Miniscript | Requires | Properties |
---|---|---|
0 | s, e | |
1 | f | |
pk_k(key) | s, e | |
pk_h(key) | s, e | |
older(n) | f | |
after(n) | f | |
sha256(h) | ||
ripemd160(h) | ||
hash256(h) | ||
hash160(h) | ||
andor(X,Y,Z) | e_{X} and (s_{X} or s_{Y} or s_{Z}) | s=s_{Z} and (s_{X} or s_{Y}); f=f_{Z} and (s_{X} or f_{Y}); e=e_{Z} and (s_{X} or f_{Y}) |
and_v(X,Y) | s=s_{X} or s_{Y}; f=s_{X} or f_{Y} | |
and_b(X,Y) | s=s_{X} or s_{Y}; f=f_{X}f_{Y} or s_{X}f_{X} or s_{Y}f_{Y}; e=e_{X}e_{Y}s_{X}s_{Y} | |
or_b(X,Z) | e_{X}e_{Z} and (s_{X} or s_{Z}) | s=s_{X}s_{Z}; e |
or_c(X,Z) | e_{X} and (s_{X} or s_{Z}) | s=s_{X}s_{Z}; f |
or_d(X,Z) | e_{X} and (s_{X} or s_{Z}) | s=s_{X}s_{Z}; f=f_{Z}; e=e_{Z} |
or_i(X,Z) | s_{X} or s_{Z} | s=s_{X}s_{Z}; f=f_{X}f_{Z}; e=e_{X}f_{Z} or e_{Z}f_{X} |
thresh(k,X_{1},...,X_{n}) | all are e; at most k are non-s | s=at most k-1 are non-s; e=all are s |
multi(k,key_{1},...,key_{n}) | s; e | |
multi_a(k,key_{1},...,key_{n}) | s; e | |
a:X | s=s_{X}; f=f_{X}; e=e_{X} | |
s:X | s=s_{X}; f=f_{X}; e=e_{X} | |
c:X | s; f=f_{X}; e=e_{X} | |
d:X | s=s_{X}; e | |
v:X | s=s_{X}; f | |
j:X | s=s_{X}; e=f_{X} | |
n:X | s=s_{X}; f=f_{X}; e=e_{X} |
Using the malleability type properties it is possible to determine statically whether a script can be nonmalleably satisfied under all circumstances. In many cases it is reasonable to only accept such guaranteed-nonmalleable scripts, as unexpected behavior can occur when using other scripts.

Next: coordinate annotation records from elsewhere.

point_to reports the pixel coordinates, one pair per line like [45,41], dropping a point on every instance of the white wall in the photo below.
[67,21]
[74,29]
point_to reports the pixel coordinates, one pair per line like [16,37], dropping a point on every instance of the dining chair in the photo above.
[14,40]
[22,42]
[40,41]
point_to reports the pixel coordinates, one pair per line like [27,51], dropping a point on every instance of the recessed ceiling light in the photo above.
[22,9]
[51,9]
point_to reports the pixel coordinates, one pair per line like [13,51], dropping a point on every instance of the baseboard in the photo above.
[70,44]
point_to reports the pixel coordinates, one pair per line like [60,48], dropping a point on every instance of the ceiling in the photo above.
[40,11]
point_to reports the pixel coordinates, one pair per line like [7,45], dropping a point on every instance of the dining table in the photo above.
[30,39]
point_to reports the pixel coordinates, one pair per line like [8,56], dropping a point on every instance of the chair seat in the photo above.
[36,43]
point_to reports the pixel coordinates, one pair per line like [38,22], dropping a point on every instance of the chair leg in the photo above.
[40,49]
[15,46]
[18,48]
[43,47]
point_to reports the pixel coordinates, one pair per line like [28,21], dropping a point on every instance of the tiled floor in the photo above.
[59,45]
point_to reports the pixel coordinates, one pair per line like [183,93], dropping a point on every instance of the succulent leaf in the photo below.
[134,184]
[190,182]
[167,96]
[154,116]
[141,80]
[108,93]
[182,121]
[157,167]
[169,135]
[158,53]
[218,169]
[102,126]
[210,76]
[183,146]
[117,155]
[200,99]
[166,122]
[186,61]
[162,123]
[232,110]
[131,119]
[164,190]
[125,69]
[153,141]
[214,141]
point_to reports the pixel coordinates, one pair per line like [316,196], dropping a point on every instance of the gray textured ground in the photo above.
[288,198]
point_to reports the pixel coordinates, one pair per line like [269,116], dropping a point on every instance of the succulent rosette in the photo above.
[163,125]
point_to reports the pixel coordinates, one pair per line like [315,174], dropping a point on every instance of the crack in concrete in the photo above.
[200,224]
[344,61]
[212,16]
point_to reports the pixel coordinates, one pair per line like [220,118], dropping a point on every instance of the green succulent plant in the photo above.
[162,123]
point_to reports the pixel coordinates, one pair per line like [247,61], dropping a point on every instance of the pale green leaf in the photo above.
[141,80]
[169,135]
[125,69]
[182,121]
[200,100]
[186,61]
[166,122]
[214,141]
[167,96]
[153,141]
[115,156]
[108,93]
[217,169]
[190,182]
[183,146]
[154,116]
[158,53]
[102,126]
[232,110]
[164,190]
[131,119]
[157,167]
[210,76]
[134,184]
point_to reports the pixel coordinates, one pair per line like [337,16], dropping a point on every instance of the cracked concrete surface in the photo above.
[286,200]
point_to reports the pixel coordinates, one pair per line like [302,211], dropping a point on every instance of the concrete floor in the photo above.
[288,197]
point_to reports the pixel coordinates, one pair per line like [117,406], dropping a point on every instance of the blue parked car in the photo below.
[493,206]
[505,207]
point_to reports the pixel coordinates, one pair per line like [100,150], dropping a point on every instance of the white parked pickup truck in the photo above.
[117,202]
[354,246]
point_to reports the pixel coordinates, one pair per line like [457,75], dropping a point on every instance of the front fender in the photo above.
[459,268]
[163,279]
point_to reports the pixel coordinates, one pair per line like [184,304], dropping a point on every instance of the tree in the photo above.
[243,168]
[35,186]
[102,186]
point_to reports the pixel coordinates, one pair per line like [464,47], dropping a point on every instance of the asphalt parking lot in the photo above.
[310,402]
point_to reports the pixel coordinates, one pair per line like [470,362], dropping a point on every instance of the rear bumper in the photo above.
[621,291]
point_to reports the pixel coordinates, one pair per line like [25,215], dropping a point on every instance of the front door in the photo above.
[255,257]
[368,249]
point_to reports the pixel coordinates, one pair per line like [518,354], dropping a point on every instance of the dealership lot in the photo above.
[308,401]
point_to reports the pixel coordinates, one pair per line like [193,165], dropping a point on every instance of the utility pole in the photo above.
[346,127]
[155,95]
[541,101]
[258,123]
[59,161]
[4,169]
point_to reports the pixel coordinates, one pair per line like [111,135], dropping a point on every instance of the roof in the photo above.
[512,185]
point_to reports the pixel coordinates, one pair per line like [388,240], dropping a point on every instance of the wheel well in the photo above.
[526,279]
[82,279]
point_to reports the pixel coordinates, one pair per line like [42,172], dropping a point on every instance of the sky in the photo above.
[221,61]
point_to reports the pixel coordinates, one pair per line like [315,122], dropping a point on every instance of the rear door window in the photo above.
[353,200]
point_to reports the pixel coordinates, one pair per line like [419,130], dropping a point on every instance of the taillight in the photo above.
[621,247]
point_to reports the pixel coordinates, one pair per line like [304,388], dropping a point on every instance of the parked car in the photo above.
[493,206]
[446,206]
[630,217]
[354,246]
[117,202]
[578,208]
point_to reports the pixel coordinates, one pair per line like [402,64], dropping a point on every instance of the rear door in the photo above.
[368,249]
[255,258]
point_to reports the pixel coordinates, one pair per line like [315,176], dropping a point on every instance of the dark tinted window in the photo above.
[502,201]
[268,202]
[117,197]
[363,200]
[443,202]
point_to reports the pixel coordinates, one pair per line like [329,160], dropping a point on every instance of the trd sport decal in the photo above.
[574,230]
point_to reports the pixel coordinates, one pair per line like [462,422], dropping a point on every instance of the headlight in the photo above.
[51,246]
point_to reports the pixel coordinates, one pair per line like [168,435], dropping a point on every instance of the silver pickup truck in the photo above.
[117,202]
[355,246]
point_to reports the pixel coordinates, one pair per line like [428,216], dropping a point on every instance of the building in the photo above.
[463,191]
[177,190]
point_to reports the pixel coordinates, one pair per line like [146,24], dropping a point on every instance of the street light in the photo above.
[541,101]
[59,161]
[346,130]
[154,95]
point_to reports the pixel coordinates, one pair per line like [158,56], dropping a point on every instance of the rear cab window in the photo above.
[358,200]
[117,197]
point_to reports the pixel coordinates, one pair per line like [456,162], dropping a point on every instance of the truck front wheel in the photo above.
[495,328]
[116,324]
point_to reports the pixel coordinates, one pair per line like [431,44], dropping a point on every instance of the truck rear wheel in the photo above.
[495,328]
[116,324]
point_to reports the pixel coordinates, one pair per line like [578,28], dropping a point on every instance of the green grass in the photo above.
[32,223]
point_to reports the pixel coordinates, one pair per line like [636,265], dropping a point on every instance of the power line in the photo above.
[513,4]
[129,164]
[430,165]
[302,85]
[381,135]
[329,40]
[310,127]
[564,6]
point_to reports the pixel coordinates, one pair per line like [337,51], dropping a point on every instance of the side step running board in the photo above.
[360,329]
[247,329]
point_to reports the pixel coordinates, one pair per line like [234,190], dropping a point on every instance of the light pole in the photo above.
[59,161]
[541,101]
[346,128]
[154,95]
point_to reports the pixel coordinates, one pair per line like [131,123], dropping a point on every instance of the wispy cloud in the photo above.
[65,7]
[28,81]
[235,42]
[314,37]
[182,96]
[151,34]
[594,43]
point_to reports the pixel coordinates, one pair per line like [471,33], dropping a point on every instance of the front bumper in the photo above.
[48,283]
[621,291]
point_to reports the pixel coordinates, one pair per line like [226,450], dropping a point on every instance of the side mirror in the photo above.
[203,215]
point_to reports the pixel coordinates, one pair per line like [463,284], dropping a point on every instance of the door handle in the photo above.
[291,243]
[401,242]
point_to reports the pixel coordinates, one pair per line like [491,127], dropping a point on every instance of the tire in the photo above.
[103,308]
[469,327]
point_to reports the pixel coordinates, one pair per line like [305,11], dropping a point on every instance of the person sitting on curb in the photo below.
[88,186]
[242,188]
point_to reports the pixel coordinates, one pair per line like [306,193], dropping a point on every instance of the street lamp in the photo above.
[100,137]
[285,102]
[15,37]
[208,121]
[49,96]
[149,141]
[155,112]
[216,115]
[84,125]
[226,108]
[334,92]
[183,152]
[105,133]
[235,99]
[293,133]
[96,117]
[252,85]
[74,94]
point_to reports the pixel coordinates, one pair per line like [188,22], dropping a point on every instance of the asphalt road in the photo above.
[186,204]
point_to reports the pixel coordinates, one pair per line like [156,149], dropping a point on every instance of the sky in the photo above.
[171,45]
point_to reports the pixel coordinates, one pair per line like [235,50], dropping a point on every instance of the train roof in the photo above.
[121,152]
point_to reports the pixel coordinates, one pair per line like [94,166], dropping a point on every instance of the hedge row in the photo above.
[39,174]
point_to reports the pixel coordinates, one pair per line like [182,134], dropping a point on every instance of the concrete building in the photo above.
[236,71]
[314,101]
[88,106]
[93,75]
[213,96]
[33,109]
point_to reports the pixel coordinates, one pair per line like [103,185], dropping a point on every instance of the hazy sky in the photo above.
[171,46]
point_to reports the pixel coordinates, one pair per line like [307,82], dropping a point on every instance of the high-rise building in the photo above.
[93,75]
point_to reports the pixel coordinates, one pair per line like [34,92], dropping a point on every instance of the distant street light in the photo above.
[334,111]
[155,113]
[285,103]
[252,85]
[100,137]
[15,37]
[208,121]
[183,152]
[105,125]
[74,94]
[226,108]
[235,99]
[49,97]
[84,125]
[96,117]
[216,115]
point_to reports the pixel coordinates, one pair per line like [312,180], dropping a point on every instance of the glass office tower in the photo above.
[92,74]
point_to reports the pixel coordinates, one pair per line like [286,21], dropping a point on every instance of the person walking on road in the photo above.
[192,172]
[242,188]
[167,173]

For example, when running the non-malleable satisfaction algorithm above, adding available preimages, or increasing the nLockTime/nSequence values actually may make it fail where it succeeded before. This is because a larger set of met conditions may mean an existing satisfaction goes from nonmalleable to malleable. Restricting things to scripts that are guaranteed to be satisfiable in a non-malleable way avoids this problem.
When analysing Miniscripts for resource limits, restricting yourself to just non-malleable solutions (or even non-malleable scripts) also leads to tighter bounds, as all non-canonical satisfactions and dissatisfactions can be left out of consideration.